About us
B.Tech-Artificial Intelligence and Data Science
The Department of Artificial Intelligence & Data Science (AI & DS) was established in the Academic Year 2023-24 with an intake of 60 students. This specialised department is designed to meet the evolving needs of the technology industry by providing a solid academic foundation in artificial intelligence, data science, machine learning, and data analytics. AI & DS is a dynamic and interdisciplinary field that brings together principles from computer science, statistics, and mathematics, enabling students to build intelligent systems and derive insights from complex data.
The curriculum emphasises hands-on learning, real-world problem solving, and project-based activities that prepare students to develop data-driven solutions, advanced machine learning models, and visualisation tools.

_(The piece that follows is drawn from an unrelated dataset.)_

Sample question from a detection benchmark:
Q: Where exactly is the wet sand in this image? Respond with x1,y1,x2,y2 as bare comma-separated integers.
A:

With a blend of theory, practical labs, industry-relevant courses, and experiential learning, students are equipped to thrive in diverse roles across sectors such as technology, finance, healthcare, retail, and research.
The department is supported by well-qualified faculty with expertise in AI, machine learning, data science, and related areas. It fosters a culture of innovation, collaboration, and continuous learning, encouraging students to engage in seminars, workshops, internships, hackathons, and research projects that enhance their technical competence and professional growth
Intake:60
Vision & Mission
VISION
Evolve as a premier centre of excellence in Artificial Intelligence and Data Science education, research, and innovation, empowering graduates to lead with cutting-edge technical competence, ethical values, and societal impacts
MISSION
M1: Provide high‑quality education in Artificial Intelligence & Data Science through innovative and engaging teaching‑learning methods, leveraging state‑of‑the‑art infrastructure, cutting‑edge tools, and well‑equipped laboratories.
M2: Develop competent professionals in AI & DS by instilling employability, leadership, and communication skills, while emphasizing social responsibility, ethical values, and the ability to solve complex real‑world problems.
M3: Create a holistic and collaborative learning environment that fosters scientific thinking, nurtures ethical values, and strengthens teamwork to empower students to meet the challenges of the AI & DS domain.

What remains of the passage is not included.